Turkish minister to visit Saudi Arabia amid push to mend ties

ANKARA: Turkey’s foreign minister will visit Saudi Arabia for talks next week, officials told Reuters, as Ankara ramps up efforts to overcome a rift since the 2018 killing of Saudi journalist Jamal Khashoggi in Istanbul.

The minister’s planned trip will follow Turkey’s talks this week with Egypt, another US-allied regional power, also aimed at normalising ties after years of tensions and rivalry.

Turkey’s ties with Saudi Arabia, already strained by Ankara’s support for Qatar in a Gulf dispute, were thrown into crisis when Khashoggi — a critic of Saudi Arabia’s de facto ruler Prince Mohammed bin Salman — was killed by a Saudi hit squad.

The crisis prompted an unofficial Saudi boycott of Turkish goods, slashing trade value by 98 percent. Saudi Arabia is also closing eight Turkish schools in the kingdom, Turkey’s state-owned Anadolu agency reported last month.

The officials, speaking on condition of anonymity, said that President Tayyip Erdogan and Saudi King Salman bin Abdulaziz agreed in a call on Tuesday for Foreign Minister Mevlut Cavusoglu and his Saudi counterpart Prince Faisal bin Farhan Al Saud to hold talks on May 11.

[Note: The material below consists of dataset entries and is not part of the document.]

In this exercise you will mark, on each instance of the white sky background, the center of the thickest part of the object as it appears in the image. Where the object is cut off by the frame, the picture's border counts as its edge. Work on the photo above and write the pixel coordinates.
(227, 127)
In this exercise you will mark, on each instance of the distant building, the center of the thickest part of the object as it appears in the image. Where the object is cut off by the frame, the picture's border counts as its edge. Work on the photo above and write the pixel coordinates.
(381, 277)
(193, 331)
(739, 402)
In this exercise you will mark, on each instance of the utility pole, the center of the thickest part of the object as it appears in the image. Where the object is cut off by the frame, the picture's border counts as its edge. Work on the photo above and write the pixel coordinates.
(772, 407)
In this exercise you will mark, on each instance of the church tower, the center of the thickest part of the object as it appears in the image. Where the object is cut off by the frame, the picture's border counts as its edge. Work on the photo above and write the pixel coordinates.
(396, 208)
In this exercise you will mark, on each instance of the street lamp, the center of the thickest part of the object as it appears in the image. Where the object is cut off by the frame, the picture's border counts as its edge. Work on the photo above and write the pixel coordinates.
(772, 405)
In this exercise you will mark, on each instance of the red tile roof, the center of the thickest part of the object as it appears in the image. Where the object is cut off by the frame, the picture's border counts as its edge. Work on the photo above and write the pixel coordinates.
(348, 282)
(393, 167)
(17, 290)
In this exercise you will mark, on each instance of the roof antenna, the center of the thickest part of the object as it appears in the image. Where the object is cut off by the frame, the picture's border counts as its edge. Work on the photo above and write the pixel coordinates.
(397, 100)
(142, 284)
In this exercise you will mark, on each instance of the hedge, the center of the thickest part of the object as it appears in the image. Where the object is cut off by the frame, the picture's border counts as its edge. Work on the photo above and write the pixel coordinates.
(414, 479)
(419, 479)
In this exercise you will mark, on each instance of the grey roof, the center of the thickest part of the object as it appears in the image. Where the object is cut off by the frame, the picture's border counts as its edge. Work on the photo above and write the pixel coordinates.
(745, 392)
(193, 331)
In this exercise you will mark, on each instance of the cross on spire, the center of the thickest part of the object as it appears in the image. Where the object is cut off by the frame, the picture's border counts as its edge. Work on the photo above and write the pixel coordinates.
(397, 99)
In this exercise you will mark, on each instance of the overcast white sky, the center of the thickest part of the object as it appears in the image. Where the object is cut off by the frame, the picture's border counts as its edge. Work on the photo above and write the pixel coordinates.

“With this visit, it is possible to open a new period together,” a senior Turkish official said, adding the talks would focus on trade, bilateral ties and regional issues like the conflict in Libya where Turkey has deployed its military.

The Saudi government did not respond to a request for comment.

Years of political rivalry with US-allied Arab states and military interventions in the region have shown Turkey’s clout, but frayed its alliances in the Arab world, leaving it isolated in a region marred with conflicts and crises.

The informal boycott slashed Turkish exports to Saudi Arabia to around $75 million in the first three months of this year, down from $852 million in 2020, according to Turkish data. In that same period, imports from Saudi Arabia rose from $430 million to nearly $600 million.

In 2018, Erdogan said the order to kill Khashoggi came from the “highest levels” of the Saudi government, and a US intelligence report released in February found Prince Mohammed had approved the killing — a charge Saudi Arabia rejects.

However, Erdogan’s spokesman Ibrahim Kalin told Reuters last month that Ankara was seeking to mend ties with Riyadh through a positive agenda and, in a change of tone, said Turkey respected the outcome of a Saudi trial last year of Khashoggi’s killers.

At the time, Ankara said the ruling was not satisfactory and urged Saudi authorities to cooperate with Turkey, where a trial in absentia of 20 Saudi officials is taking place.